Beschreibung
Weltweit lebt im Jahr 2020 etwa ein Achtel der Bevölkerung in urbaner Armut. Die Siedlungsstrukturen dieser Menschen sind unabhängig von lokalen Regularien entstanden und weisen häufig spezielle morphologische Charakteristika und einen mangelhaften Zugang zu Infrastrukturen auf. Für die Bewohner dieser als informelle Siedlungen bezeichneten Areale resultieren dadurch starke Benachteilungen. Obwohl in den ersten beiden Jahrzehnten des 21. Jahrhunderts eine Vielzahl von wissenschaftlichen Arbeiten zur Untersuchung dieser Siedlungsart durchgeführt wurde, sind speziell technikwissenschaftliche Perspektiven bisher nicht vorhanden. Eine solche Perspektive wird in der vorliegenden Arbeit eingenommen und unter Rückgriff auf den erkenntnistheoretischen Ansatz von C. S. Peirce ausgearbeitet. Dabei wird einerseits ein neuartiges, einfaches Modell der Siedlungsentstehung entwickelt und untersucht, ein Vergleich des Modells mit realen Siedlungsverteilungen durchführt, sowie das Vorgehen an sich reflektiert.
Unter Rückgriff auf Erkenntnisse der Stadtforschung, welche (i) die Heterogenität von Städten betont und (ii) die Entwicklung von Städten mit denen von Organismen vergleicht, wird ein bekanntes kontinuumsmechanisches Modell der diffusionsgetriebenen Instabilität zur Beschreibung der Morphogenese von Organismen aufgegriffen und auf die Entstehung informeller Siedlungen übertragen. Das Modell beschreibt die Entstehung informeller Siedlungen aus einer Wechselwirkung zweier sozialer Gruppen, arm und reich, wobei das Verhalten der beiden Gruppen durch zwei Arten der Migration beschrieben wird: (i) der Fernmigration, die den Zuzug der Bevölkerung vom Land in die Stadt beschreibt und Geburten- und Sterberaten enthält, sowie (ii) der Kurzstreckenmigation, die durch die Mobilität der jeweiligen Gruppen innerhalb der Stadt beschrieben wird. Eine lineare Stabilitätsanalyse führt zur Aussage, dass informelle Siedlungen sich in einem regelmäßigen Muster anordnen, in dem sowohl der Abstand der Siedlungen, als auch die Siedlungsgröße konstant ist. Die typischen Skalen informeller Siedlungen sind dabei dem Modell nach im zwischenmenschlichen Verhalten immanent vorhanden und werden diesem nicht durch die Randbedingungen der betrachteten Städte aufgeprägt.

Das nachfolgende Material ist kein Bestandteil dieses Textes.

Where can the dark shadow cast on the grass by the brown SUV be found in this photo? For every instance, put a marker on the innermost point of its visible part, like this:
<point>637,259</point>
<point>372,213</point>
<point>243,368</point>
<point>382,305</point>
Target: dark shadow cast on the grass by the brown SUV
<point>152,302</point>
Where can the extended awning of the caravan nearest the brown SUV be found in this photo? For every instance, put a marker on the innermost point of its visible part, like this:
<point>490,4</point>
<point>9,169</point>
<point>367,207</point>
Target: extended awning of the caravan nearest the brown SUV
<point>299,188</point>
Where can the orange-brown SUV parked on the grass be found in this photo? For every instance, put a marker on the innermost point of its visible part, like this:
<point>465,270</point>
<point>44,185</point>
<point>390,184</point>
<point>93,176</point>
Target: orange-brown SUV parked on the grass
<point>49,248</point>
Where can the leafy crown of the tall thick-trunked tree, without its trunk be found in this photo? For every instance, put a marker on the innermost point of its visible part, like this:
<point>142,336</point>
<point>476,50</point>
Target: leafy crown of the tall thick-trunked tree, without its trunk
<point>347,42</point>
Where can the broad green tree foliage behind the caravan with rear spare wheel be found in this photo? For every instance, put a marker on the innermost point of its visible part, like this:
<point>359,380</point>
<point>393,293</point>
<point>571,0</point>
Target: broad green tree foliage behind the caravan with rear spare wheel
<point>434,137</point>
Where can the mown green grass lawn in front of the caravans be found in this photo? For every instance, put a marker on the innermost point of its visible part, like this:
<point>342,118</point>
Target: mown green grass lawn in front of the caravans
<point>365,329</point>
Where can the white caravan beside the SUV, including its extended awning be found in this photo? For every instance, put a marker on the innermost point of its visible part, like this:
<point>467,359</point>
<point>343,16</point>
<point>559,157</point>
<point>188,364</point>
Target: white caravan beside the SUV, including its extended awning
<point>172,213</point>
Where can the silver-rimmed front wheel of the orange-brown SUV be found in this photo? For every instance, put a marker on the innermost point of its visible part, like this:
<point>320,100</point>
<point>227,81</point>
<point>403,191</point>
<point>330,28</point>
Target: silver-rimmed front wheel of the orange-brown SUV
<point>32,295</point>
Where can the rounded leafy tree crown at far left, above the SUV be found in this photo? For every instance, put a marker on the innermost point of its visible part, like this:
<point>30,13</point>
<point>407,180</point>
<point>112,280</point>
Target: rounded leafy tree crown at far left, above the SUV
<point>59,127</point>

Diesen theoretischen Überlegungen werden empirische Daten von Siedlungsverteilungen in acht Städten des globalen Südens gegenübergestellt, in denen unter Verwendung von Satellitendaten informelle Siedlungsareale identifiziert werden. Dabei werden die Größenverteilungen, sowie die räumlichen Anordnungen der informellen Siedlungen untersucht. Die Analyse zeigt, dass sich die Größen der über 7000 untersuchten informeller Siedlungen ähneln und 85% aller Siedlungen eine Grundfläche zwischen 10^-3 und 10^-1 km² aufweisen. Daneben wird untersucht, welchen Einfluss die Klassifikation auf das Ergebnis hat und die Robustheit des Ergebnisses durch eine Sensitivitätsanalyse bestätigt. Eine Ähnlichkeit in der räumlichen Anordnung oder eine regelmäßige Anordnung der Siedlungen kann allerdings nicht identifiziert werden. Vielmehr ordnen sich die informellen Siedlungen innerhalb einer Stadt in Clustern an. Die ermittelte Skala kann als Eingangsgröße für die Entwicklung von Konzepten zur infrastrukturellen Versorgung dieser Siedlungen oder als Mindestauflösung epidemiologischer Analysen betrachtet werden.
Zuletzt wird sowohl das Modell an sich, als auch seine Voraussetzungen systematisch analysiert und erkenntnistheoretisch eingeordnet. Obwohl einige der vom Modell getätigten Aussagen nicht durch die empirischen Ergebnisse bestätigt werden können, liefert das Vorgehen ein Beispiel für eine ganzheitliche und Betrachtung und Analyse gesellschaftsrelevanter Fragen aus einer technikwissenschaftlichen Perspektive.